17, a common run-time exception.
ArithmeticException (arithmetic anomaly)
ClassCastException (class conversion exception)
IllegalArgumentException (illegal parameter exception)
Indexoutofboundsexception (following table out of bounds exception)
NullPointerException (null-pointer exception)
SecurityException (Security Exception)
18, final, finally, finalize the difference.
Final: Modifiers (keywords) have three uses:
If a class is declared final, it means that it cannot derive a new subclass, that is, it cannot be inherited, so it is opposite to abstract.
Declaring variables final can guarantee that they will not be changed in use, and that a variable declared final must be given an initial value at the time of declaration, and can only be read in future references.
If the method is also used only by the final decoration, it cannot be overridden in a subclass.

Finally: Usually the structure behind the Try......catch always executes a block of code, which means that the code will be executed regardless of whether the program executes correctly or abnormally.

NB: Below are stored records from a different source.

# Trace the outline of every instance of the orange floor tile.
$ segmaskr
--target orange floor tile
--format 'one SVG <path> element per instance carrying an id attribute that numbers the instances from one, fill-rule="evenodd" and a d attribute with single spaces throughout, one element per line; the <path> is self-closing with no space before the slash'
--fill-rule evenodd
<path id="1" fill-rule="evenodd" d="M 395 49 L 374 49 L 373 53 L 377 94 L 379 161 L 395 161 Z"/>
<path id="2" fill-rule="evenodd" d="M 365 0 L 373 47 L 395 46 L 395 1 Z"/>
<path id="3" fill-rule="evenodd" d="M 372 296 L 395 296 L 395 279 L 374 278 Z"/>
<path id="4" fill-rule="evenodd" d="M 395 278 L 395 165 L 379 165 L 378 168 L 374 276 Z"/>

Finalize:object the method defined in the class, Java allows you to use the Finalize () method to do the necessary cleanup before the garbage collector clears the object out of memory. This method is invoked by the garbage collector when destroying objects, by overriding the Finalize () method to organize system resources or perform other cleanup work.

19, the use and difference of list,set,map.
List,set are inherited from the collection interface, and map is not.

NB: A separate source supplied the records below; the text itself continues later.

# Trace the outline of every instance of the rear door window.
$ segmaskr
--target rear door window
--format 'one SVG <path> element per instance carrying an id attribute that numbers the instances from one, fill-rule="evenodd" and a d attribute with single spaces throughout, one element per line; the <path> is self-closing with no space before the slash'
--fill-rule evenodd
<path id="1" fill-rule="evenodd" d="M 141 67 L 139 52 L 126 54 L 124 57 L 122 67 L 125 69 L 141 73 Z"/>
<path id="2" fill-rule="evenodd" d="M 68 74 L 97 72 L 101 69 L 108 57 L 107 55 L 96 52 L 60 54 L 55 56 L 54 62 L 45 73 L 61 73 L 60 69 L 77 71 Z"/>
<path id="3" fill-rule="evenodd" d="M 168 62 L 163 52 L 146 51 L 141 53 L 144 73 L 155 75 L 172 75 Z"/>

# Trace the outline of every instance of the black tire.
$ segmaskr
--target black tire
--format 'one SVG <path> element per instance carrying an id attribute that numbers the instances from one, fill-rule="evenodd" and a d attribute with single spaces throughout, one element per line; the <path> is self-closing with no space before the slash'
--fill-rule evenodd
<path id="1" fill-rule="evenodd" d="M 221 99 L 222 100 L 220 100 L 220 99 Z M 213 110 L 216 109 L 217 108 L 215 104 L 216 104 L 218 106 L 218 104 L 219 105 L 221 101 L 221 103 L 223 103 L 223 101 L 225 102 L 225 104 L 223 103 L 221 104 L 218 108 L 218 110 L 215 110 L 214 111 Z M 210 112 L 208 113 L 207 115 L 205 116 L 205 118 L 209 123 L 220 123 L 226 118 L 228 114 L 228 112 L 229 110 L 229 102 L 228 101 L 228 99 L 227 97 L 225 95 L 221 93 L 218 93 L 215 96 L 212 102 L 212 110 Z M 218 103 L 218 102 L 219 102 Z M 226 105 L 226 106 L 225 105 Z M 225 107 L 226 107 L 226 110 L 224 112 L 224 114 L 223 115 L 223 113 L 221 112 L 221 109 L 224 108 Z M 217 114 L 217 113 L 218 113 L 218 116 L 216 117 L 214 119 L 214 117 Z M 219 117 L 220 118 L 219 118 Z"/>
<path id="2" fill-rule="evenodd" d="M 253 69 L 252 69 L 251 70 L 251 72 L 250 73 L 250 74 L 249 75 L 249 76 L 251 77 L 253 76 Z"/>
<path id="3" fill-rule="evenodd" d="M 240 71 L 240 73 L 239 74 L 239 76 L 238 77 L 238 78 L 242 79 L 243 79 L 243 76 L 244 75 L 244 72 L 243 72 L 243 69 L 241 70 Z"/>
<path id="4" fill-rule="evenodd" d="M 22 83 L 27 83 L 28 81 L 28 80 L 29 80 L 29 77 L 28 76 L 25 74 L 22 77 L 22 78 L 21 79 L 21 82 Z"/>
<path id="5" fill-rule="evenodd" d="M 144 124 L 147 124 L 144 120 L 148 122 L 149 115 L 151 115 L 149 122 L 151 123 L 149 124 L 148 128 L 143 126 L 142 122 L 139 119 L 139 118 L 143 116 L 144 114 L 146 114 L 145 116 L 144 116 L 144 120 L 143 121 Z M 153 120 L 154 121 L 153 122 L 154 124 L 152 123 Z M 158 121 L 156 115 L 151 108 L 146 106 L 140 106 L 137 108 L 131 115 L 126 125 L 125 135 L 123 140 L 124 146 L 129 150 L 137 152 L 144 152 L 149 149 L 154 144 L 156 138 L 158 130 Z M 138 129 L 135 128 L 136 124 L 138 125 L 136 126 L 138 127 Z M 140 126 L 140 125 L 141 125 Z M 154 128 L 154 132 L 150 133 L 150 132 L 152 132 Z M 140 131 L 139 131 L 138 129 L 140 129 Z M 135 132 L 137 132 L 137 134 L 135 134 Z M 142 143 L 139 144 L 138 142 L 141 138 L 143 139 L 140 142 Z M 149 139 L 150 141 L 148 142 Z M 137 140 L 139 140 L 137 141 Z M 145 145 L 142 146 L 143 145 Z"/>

List: Elements are stored in a linear fashion and can contain duplicate elements.

List Main Implementation classes:
ArrayList (): An array of lengths that can be changed, and insertion and deletion elements are more efficient. Retrieval efficiency is fast.
LinkedList (): The linked list data structure storage, inserts and deletes the element to be efficient, the retrieval access efficiency is slow.
Set (SET): An element does not have a specific order, it holds an object reference, and there is no repeating element.

Set main implementation class:
HashSet: Accesses the objects in the collection according to the hashing algorithm, and the access speed is faster.
TreeSet: Implements the SortedSet interface, the ability to sort objects in a collection.

Map (map): A set of key objects and value object mappings, each of which has a corresponding key and value object, and when retrieving elements from the map, only the key object can be returned to the corresponding value object.
A map cannot contain the same key, and each key can map only one value

Main implementation class:
HASHMAP: Bottom use data + linked list implementation, the same key can put multiple values, but take out the last value. (asynchronous) allows nulls null keys.
Hashtable:hashtable and HashMap, the only difference is that it is thread safe, put and get operations are locked, and do not allow NULL values and NULL keys.
Linkedhashmap and Linkedarraylist principle similar, can vent value null key. (asynchronous) compared to HashMap is a one-way linked list, it is a two-way linked list. (The disadvantage is that the original value will be preserved)

Contact Us

The content source of this page is from Internet, which doesn't represent Alibaba Cloud's opinion; products and services mentioned on that page don't have any relationship with Alibaba Cloud. If the content of the page makes you feel confusing, please write us an email, we will handle the problem within 5 days after receiving your email.

If you find any instances of plagiarism from the community, please send an email to: info-contact@alibabacloud.com and provide relevant evidence. A staff member will contact you within 5 working days.

A Free Trial That Lets You Build Big!

Start building with 50+ products and up to 12 months usage for Elastic Compute Service

  • Sales Support

    1 on 1 presale consultation

  • After-Sales Support

    24/7 Technical Support 6 Free Tickets per Quarter Faster Response

  • Alibaba Cloud offers highly flexible support services tailored to meet your exact needs.